I turned it over in my palm. “What’s it mean?”
He pointed at the skull. “We wear it on our jackets. It means brotherhood.” He pointed at the wheel. “It means freedom.”
I liked the way it felt. I tucked it into my dress, close to my skin.
He leaned forward, eyes shining in the firelight. “If you could go anywhere—any time—what would you want?”
I thought for a while. “Somewhere there’s no hunger. No one telling us who to be, or what to believe.” I looked at him. “Somewhere you’re not running from the grave.”
He touched my cheek, just once. “I’ll find it for you.”
The words burned, sweet and sharp. “You’re a liar, Sully O’Toole.”
He laughed, and this time it was true.
We sat close and warm, until the fire went to coals and the world outside thawed from black to blue.
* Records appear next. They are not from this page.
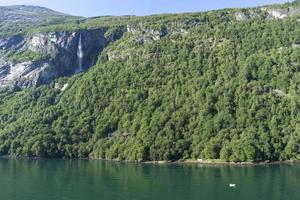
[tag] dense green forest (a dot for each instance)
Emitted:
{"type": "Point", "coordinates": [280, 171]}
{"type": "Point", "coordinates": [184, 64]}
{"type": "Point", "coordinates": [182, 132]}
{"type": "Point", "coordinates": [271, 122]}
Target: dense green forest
{"type": "Point", "coordinates": [210, 87]}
I dozed with my head on his shoulder, woke when the wind rattled the window.
He shifted, careful not to wake me, but I caught his hand before he could move away. “Are you leaving?”
He shook his head. “Just thinking.”
“About what?”
He looked at me, all the way through, like he could see the thoughts before I spoke them. “About how this is the only time I ever felt alive.”
I snorted. “You’re not exactly alive now, are you?”
He smiled. “I’m alive enough.”
He reached for something in his boot—an old habit, from before. Instead, he pulled out a length of leather cord. He looped it, knotted it, then knelt in front of me, slow and careful so as not to open the wound.
He took my left hand and tied the cord around my finger, tight enough to leave a mark.
“A ring,” he said, voice thick. “So you remember.”
I stared at the cord, then at him. “I’d remember anyway.”
He gripped my hand in both of his, eyes swimming. “I crossed time itself to find you, Catherine Dunn. I’ll cross it a hundred times more, if that’s what it takes.”
My vision blurred. I wanted to tell him it was impossible, that the world would swallow us whole. Instead, I just nodded, once. He leaned in and kissed my palm, right at the base of the ring finger. His lips were dry, but it was the warmest thing I’d ever felt. I held the hand up, admired the crude knot, the way it fit me and no other. He sat back on his heels, breathing heavy, waiting.
I said, “You’re a fool,” but I couldn’t stop smiling.
“Do you want to see the dawn?” he asked.
I nodded. We opened the door together, stepped into the cold, and watched the sky go from steel to gold. In that moment, Iwasn’t afraid. Not of the soldiers, not of the priest, not of the world ahead. He was real, and he was mine, and I’d cross time for him, too.
A sound cracked the calm. Hooves on wet stone, pounding hard and fast. I grabbed Sully’s wrist out of reflex, but he’d already gone still, a predator scenting trouble.
“Maeve and Nora?” he asked, but his voice said he knew it wasn’t.
I shook my head. “Too soon. They’d be on foot from the mill.”
The hooves drew closer. Not a troop, not a cavalry charge. One horse, frantic, tearing up the lane. A black shape rounded the bend and skidded to a halt at our gate. The rider nearly slid off the saddle—long brown cloak flapping, hair wild. I recognized him, even through the mess. Father Declan O’Shea.
He half-fell, half-dismounted, clutching his left thigh. His face was a paste of sweat and dirt, eyes wild, jaw clenched against pain. When he saw us, he staggered forward, boots dragging furrows in the mud.
“Please,” he gasped. He made it three steps before his leg buckled and he slammed into the ground, cloak pooling around him like a collapsed tent.